TÁ COM INVEJA? MORDE A TESTA!
A beleza e o dinheiro são valores invejados, todo mundo sabe. Mas a inteligência criativa também é vítima dos olhares invejosos, daqueles de quem devemos fugir.
Deve ser difícil para alguém que estudou nos melhores colégios, que já está quase com 50 (ou quase isso), mãe de gatos, muito provavelmente (nada contra kathmandu), porque, que outro ser humano suportaria? ver alguém mais jovem, com muito mais repertório, elegância, conhecimento e conteúdo. E pior: alguém que passou longe da universidade, como um Machado de Assis negro e pobre, que, apesar das adversidades, se instruiu mais do que a burguesia e, pelo engenho e sagacidade, ironiza essa classe — embora tire dinheiro dela e seja exaltado por aqueles que ele ridiculariza.
Não é à toa que, desde os 14, meu apelido é Machadinho. Eu sou um underdog, e contra todas as odes, fiz de mim, por falta de palavra melhor: um intelectual refinadíssimo. A prova material são meus escritos.
De que adianta ter livros belos na estante se eles são só decoração? De que adianta ler tanto e não saber se expressar criativamente, didaticamente, mesmo depois de anos na universidade?
Mas é claro: ela não ensina originalidade, ensina cópia. Como aqueles relógios do Silvio Santos, programados para dizer as horas e repetir, sem reflexão.
E de que adianta estar num belo país e morrer na solidão, sem ninguém para amar? Não saber aproveitar a vida?
Eu faço filosofia na carne, na pele, no sangue. Como as penitenciárias inscritas no código penal de Na Colônia Penal, de Kafka. O que eu leio, reorganizo de forma criativa e transformo em conteúdo.
Essa citação de Kafka e essa capacidade são algo que a universidade não ensina.
Eu conheci o sofrimento. A miséria. E se eu não tivesse aprendido a alquimia de transformar merda em ouro, não sei o que teria sido de mim.
Meu coração batia e desacelerava pelo abuso de entorpecentes. Eu só desejava que tivesse outra oportunidade, que ele não parasse de vez, para que eu pudesse continuar a escrever.
E o que não nos mata nos fortalece. Hoje estou aqui, mais forte e belo do que nunca, exalando conhecimento e erudição. Se quiser chamar um texto meu de cópia, seja O Prazer Que a Língua Pode Dar ou Futebol: A “Cracolândia” do Povo, então faça igual.
E se conseguir, eu quererei sua companhia.
Zaratustra desafiou: “Quem é mais sem Deus do que eu? Pois este eu respeitarei.” Assim sou eu com quem produz conhecimento.
Se a pessoa é tão intelectual, cadê seus artigos culturais? Sua produção? Sua obra?
Ou, se a professora da faculdade pedisse para escrever vinte linhas sobre um tema qualquer, não conseguiria? Acho melhor gastar menos tempo escolhendo foto ilustrativa pra tentar produzir um conteúdo relevante.
Eu estive internado. Mais de dez pessoas num quarto pequeno. Quarenta dividindo o mesmo alojamento. Um banheiro. Cinco voltas de papel higiênico.
Salsicha ou frango. Macarrão com feijão e arroz. Pão seco, sem nada. Sopa de restos aos domingos, com mais de cem pessoas.

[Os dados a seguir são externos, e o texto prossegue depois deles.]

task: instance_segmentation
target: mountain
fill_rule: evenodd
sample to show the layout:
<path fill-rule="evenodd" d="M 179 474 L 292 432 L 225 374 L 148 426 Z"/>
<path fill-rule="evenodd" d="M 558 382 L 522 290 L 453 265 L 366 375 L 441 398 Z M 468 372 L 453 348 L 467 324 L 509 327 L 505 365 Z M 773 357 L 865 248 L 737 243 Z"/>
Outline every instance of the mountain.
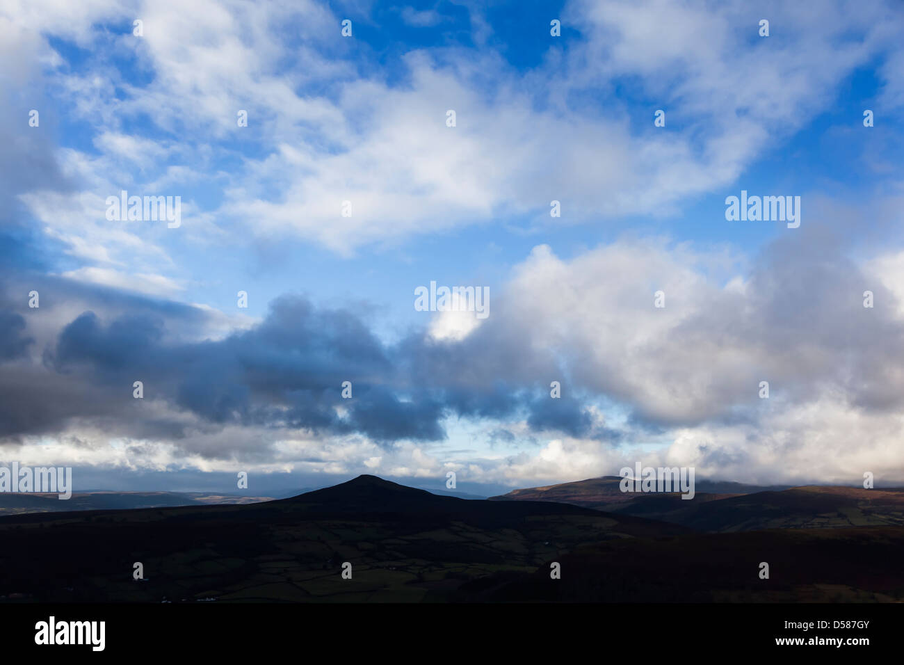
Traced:
<path fill-rule="evenodd" d="M 0 599 L 451 600 L 584 543 L 689 533 L 577 506 L 440 497 L 374 476 L 231 506 L 0 518 Z M 146 578 L 132 579 L 140 562 Z M 341 576 L 353 565 L 352 580 Z"/>
<path fill-rule="evenodd" d="M 738 531 L 842 499 L 856 524 L 898 505 L 899 493 L 888 495 L 801 488 L 678 502 L 709 511 L 691 510 L 689 523 Z M 262 503 L 2 517 L 0 601 L 904 601 L 904 527 L 695 528 L 360 476 Z M 764 561 L 768 580 L 758 575 Z M 553 564 L 560 579 L 551 577 Z"/>
<path fill-rule="evenodd" d="M 660 519 L 699 531 L 904 526 L 904 489 L 806 486 L 765 489 L 739 483 L 695 483 L 692 499 L 678 493 L 622 492 L 621 479 L 515 489 L 491 500 L 568 503 L 615 514 Z M 715 493 L 731 489 L 731 493 Z M 710 490 L 710 491 L 707 491 Z"/>
<path fill-rule="evenodd" d="M 677 503 L 681 503 L 680 501 Z M 904 526 L 904 489 L 807 486 L 684 506 L 646 495 L 616 512 L 663 519 L 702 531 Z"/>

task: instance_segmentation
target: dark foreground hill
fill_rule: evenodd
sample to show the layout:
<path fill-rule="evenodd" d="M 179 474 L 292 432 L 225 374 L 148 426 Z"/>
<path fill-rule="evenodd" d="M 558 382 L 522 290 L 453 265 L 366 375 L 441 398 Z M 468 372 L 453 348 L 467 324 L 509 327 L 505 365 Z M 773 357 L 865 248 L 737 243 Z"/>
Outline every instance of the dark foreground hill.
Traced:
<path fill-rule="evenodd" d="M 815 533 L 700 534 L 361 476 L 259 504 L 0 518 L 0 600 L 904 600 L 904 527 Z"/>
<path fill-rule="evenodd" d="M 683 527 L 551 503 L 466 500 L 361 476 L 245 506 L 0 518 L 0 596 L 46 601 L 447 600 L 582 543 Z M 132 579 L 133 564 L 146 581 Z M 341 576 L 352 564 L 351 580 Z"/>
<path fill-rule="evenodd" d="M 208 492 L 75 492 L 61 500 L 56 494 L 0 493 L 0 515 L 70 512 L 73 510 L 120 510 L 174 506 L 209 506 L 226 503 L 258 503 L 270 497 L 243 497 Z"/>

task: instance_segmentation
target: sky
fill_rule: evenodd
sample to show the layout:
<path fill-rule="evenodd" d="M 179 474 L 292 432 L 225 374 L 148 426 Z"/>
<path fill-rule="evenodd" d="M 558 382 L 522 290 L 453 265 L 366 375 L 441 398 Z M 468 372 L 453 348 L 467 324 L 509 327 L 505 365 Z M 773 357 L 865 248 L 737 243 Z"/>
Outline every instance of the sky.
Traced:
<path fill-rule="evenodd" d="M 904 6 L 487 5 L 0 5 L 0 463 L 904 484 Z"/>

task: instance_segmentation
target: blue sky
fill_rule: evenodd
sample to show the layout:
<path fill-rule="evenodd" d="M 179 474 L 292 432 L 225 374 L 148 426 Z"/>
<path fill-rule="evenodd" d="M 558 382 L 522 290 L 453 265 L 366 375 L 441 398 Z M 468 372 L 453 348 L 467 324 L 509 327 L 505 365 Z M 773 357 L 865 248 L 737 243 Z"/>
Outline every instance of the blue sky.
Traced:
<path fill-rule="evenodd" d="M 0 375 L 25 406 L 0 457 L 91 489 L 479 491 L 638 459 L 902 481 L 902 14 L 8 5 Z M 181 225 L 108 220 L 124 189 L 180 197 Z M 800 227 L 726 221 L 741 190 L 799 196 Z M 431 280 L 487 288 L 489 317 L 416 310 Z M 330 392 L 344 375 L 362 396 Z"/>

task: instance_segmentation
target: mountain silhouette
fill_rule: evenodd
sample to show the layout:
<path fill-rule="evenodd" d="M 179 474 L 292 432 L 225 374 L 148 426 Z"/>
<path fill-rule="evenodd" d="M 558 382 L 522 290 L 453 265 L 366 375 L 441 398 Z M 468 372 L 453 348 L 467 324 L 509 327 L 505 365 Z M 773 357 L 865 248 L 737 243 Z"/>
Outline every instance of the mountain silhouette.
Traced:
<path fill-rule="evenodd" d="M 831 493 L 810 499 L 808 509 L 837 505 Z M 9 515 L 0 538 L 0 602 L 904 600 L 901 527 L 703 534 L 371 475 L 255 504 Z M 759 580 L 763 560 L 785 572 Z"/>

Uma vez por mês, tínhamos que lavar a louça da clínica inteira: mais de cem pratos, talheres, copos, dezenas de panelas industriais de plástico. Se houvesse gordura, mandavam voltar.
E, mesmo nesses dias, no intervalo das tarefas, eu estava com um livro na mão.
Em seis meses nesse ambiente inóspito, de barulho e algazarra, não é preciso paz para ler? Pois eu li mais de trinta livros.
Deslegitimar minha força de vontade, meu amor pelo conhecimento e minha dedicação, como se eu fosse apenas um decorador de saberes, é um desserviço a um preto e pobre da periferia que é muito, mas muito culto.
Diferente de quem só conhece a pobreza por ouvir falar.
A vida esterilizada de outro país.
Eu já dormi na favela. Ia quase diariamente. Frequentava, sujava o tênis de barro.
Quem aqui passou por essa experiência? Quem de vocês seria capaz?
Com saudades do lar e de quem amo, mas ciente de que fui eu quem me coloquei nessa situação, nenhuma lágrima saiu do meu rosto.
Eu estava tão triste e desenganado que tinha desaprendido a chorar.
E como teria me feito bem!
Muito cuidado. Cuidado.
Porque a fobia social é uma patologia semelhante à sociopatia.
Vá estudar mais. Vá fugir pelo mundo da representação, porque seu privilégio te permite.
Mas ser um humano real… isso jamais será.